YUDIAWAN DWI P 20120520187
EKI PRANDIKA S 20120520168
NELSON YUDHA H 20120520244
SYAFRISAL H 20120520181
NOVRIADI 20120520
FAKULTAS
ILMU SOSIAL DAN POLITIK
JURUSAN
ILMU PEMERINTAHAN
UNIVERSITAS
MUHAMMADIYAH
YOGYAKARTA
LATAR BELAKANG
Sejarah organisasi sektor publik sebenarnya sudah
ada sejak ribuan tahun yang lalu. Dalam bukunya, Vernon Kam (1989) menjelaskan
bahwa praktik akuntansi sektor publik sebenarnya telah ada sejak ribuan tahun
sebelum masehi. Kemunculannya lebih dipengaruhi pada interaksi yang terjadi
pada masyarakat dan kekuatan sosial didalam masyarakat yang umumnya berbentuk
pemerintahan.
Fungsi pelayanan merupakan salah satu
fungsi penting pemerintah sebagai pelaksana pemerintahan di suatu Negara.

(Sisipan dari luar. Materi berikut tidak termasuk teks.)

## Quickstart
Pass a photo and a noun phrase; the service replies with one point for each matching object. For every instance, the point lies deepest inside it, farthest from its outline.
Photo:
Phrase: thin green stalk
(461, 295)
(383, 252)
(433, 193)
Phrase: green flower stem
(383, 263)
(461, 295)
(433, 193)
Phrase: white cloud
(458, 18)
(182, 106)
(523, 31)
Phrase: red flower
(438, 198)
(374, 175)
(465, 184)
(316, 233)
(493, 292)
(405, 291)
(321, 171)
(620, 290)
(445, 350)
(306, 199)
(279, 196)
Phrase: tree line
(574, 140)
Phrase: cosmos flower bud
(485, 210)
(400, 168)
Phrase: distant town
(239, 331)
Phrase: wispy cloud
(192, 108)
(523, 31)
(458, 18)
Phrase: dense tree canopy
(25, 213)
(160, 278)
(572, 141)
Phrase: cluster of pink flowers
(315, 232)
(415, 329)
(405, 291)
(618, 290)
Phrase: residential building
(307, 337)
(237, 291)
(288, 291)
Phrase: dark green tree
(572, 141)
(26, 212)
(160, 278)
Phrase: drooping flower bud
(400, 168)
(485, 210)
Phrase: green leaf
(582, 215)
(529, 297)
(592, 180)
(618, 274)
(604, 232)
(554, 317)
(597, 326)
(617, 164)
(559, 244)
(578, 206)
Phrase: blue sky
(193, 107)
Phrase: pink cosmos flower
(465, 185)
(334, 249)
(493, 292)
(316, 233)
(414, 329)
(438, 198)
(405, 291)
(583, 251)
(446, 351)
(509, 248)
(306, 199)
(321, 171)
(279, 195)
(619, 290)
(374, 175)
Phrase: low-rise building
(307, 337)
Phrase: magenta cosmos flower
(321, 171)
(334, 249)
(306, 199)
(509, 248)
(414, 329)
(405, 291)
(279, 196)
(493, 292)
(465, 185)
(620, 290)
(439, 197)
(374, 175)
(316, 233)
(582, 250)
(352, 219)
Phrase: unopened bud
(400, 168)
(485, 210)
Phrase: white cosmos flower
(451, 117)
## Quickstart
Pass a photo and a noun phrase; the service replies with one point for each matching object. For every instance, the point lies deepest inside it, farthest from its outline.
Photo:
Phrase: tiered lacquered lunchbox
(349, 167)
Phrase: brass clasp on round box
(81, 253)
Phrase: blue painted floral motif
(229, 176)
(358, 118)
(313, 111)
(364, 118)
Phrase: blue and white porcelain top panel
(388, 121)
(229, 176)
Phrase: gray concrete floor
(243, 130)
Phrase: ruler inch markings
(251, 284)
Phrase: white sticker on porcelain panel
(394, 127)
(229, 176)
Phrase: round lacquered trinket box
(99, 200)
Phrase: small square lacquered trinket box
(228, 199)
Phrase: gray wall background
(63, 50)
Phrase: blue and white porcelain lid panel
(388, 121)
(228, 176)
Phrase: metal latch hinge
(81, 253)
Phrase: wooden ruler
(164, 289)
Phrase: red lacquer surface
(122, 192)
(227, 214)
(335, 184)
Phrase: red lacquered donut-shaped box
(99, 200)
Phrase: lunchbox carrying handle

Konsep pelayanan yang baik akan membawa Negara itu kedalam kesejahteraan
sosial dan keadilan dalam bermasyarakat. Sebagaimana yang sudah diketahui bahwa
pelayanan terbagi atas 2 yaitu pelayanan public dan pelayanan swasta.
Untuk mengetahui perbedaan diantara
keduanya, serta kesamaan kesamaan yang ada, maka kita berharap nantinya dapat
menjadi landasan dalam memberikan solusi tentang pelayanan yang semestinya.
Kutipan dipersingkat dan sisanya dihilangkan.